Here are some of my favorite insights from today's speakers:
From Rich Karlgaard, Publisher of Forbes -
Why do people feel worse about the economy than the facts of our current economic situation actually support?
Karlgaard noted that the 1970s, an economic climate very similar to what were seeing now, was a veritable crucible of entrepreneurship and innovation. His hypothesis is that when traditional organization growth slows during times of economic turmoil, smart innovators are likely to turn to entrepreneurship. This decade spawned Southwest Airlines, FedEx, Genentech, Microsoft, Apple and Oracle, among others. What are some of the components of their sucess?

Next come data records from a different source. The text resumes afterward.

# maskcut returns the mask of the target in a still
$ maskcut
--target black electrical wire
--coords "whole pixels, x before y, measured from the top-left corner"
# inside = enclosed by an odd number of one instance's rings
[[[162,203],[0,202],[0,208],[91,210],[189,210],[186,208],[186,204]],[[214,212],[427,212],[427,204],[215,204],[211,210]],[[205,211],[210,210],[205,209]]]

Bill Bradley, former US Senator, New York Knick and Olympic gold medalist, spoke to us about what it takes to lead in a changing world - from a personal and an organizational perspective. Senator Bradley reflected on the qualities of great leaders: readiness to confront the unknown, passion, selflessness, resilience, imagination and integrity. He talked about the importance of the ethic of connectedness in our world today; i.e. the need to link collective caring with personal responsibility in order to address the significant issues that face not only our domestic challenges, but global challenges such as climate change and access to healthcare.
What's your level of confidence that you'll manage through the current turbulence? In Bill Bradley's words, how do you "keep the current economic challenges and failures of today from becoming the enemy of victory tomorrow?"